3. De ontvankelijkheid van het verzoek
3.1
Op grond van hetgeen is bepaald in artikel 8.16 van de Algemene Wet Bestuursrecht dient het verzoek tot wraking gedaan te worden zodra de feiten of omstandigheden aan verzoeker bekend zijn geworden.
3.2
Het verzoek tot wraking is gegrond op de uitspraak die de rechter op 14 oktober 2010 heeft gedaan in de procedures AWB 10/2152 WOZ-T2 en AWB 10/2153 WOZ-T2. Het verzoek tot wraking is eerst op 11 november 2010 ter zitting gedaan. Nu de rechtbank het punt van de ontvankelijkheid van het wrakingsverzoek op de zitting niet aan de orde heeft gesteld, en verzoeker zich hierover niet heeft kunnen uitlaten, zal de rechtbank de vraag naar de ontvankelijkheid van het verzoek evenwel in het midden laten.
4. De beoordeling
4.1
Wraking is een middel ter verzekering van de onafhankelijkheid en onpartijdigheid van de rechter. Bij de beoordeling van een beroep op het ontbreken van onpartijdigheid van de rechter dient voorop te staan dat een rechter uit hoofde van zijn aanstelling moet worden vermoed onpartijdig te zijn, tenzij zich uitzonderlijke omstandigheden voordoen die zwaarwegende aanwijzingen opleveren voor het oordeel dat een rechter jegens een partij een vooringenomenheid koestert, althans dat de bij deze partij dienaangaande bestaande vrees objectief gerechtvaardigd is.
4.2
Aan de door verzoeker aangevoerde omstandigheden valt geen aanwijzing te ontlenen voor het oordeel dat de rechter - subjectief - niet onpartijdig was. Ook overigens is voor zodanig oordeel bij het onderzoek ter terechtzitting geen houvast gevonden.
4.3
Te onderzoeken staat vervolgens of de aangevoerde of overigens naar voren gekomen omstandigheden, voor zover aannemelijk geworden, niettemin een zwaarwegende aanwijzing opleveren voor het oordeel dat de - beweerdelijk - bij verzoeker bestaande vrees dat de rechters jegens verzoeker een vooringenomenheid koesteren - objectief - gerechtvaardigd is. De rechtbank overweegt hieromtrent als volgt.
4.4
Voorop gesteld moet worden dat de wrakingskamer van de rechtbank geen appelinstantie is waaraan grieven tegen een inhoudelijke beslissing van een rechter ter beoordeling kunnen worden voorgelegd. De enkele omstandigheid dat de betrokken rechter eerder in andere procedures beroepen van verzoeker heeft behandeld, levert geen gerechtvaardigde grond voor (schijn van) vooringenomenheid op. Ook niet als daarbij betrokken wordt dat verzoeker bij die beroepen geen gelijk heeft gekregen en er wellicht grond is om de juistheid van die uitspraken op onderdelen te betwisten. Uit voornoemde uitspraken van 14 oktober 2010 blijkt niet dat deze zijn gegeven met een zodanige miskenning van de standpunten van verzoeker, dat er zwaarwegende aanwijzingen zijn voor het oordeel dat de rechter jegens verzoeker een vooringenomenheid koestert, althans dat de bij verzoeker bestaande vrees daarvoor objectief gerechtvaardigd is.
4.5
Op grond van het voorgaande is de wraking ongegrond. Het verzoek moet worden afgewezen.
5. De beslissing
Wijst af het verzoek tot wraking [naam rechter].

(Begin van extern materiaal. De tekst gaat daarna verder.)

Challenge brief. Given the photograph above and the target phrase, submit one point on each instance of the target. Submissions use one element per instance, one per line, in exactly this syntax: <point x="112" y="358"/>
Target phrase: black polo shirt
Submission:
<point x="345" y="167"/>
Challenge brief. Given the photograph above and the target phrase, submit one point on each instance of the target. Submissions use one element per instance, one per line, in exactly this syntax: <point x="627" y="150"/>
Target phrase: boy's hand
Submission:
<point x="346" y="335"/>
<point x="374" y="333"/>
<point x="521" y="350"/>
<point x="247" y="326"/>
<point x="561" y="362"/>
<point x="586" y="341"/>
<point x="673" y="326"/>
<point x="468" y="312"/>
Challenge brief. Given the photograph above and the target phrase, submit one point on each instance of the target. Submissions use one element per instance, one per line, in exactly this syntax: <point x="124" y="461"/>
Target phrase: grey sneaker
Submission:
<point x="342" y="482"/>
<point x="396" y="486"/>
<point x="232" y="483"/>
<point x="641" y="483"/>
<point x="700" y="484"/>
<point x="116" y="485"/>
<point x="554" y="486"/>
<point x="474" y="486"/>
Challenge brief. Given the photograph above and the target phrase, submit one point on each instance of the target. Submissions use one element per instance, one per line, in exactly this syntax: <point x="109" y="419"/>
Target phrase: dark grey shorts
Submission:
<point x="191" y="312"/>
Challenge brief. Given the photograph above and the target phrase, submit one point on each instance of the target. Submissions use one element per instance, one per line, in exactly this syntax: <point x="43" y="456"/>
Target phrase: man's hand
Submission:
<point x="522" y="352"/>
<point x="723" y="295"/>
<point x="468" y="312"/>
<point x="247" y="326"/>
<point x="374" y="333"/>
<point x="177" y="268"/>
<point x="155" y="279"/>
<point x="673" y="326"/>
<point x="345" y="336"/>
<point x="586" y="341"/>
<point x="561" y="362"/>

Deze beslissing is gegeven op 6 december 2010 door mr. M.F.L.M. van der Grinten, voorzitter, mr. P.H. Veling en mr. P. Vrolijk, rechters.
Deze beslissing is door de oudste rechter uitgesproken ter openbare terechtzitting in tegenwoordigheid van mr. S.A. Commandeur, griffier.
De voorzitter is afwezig, om welke reden de beslissing door de oudste rechter en de griffier is ondertekend.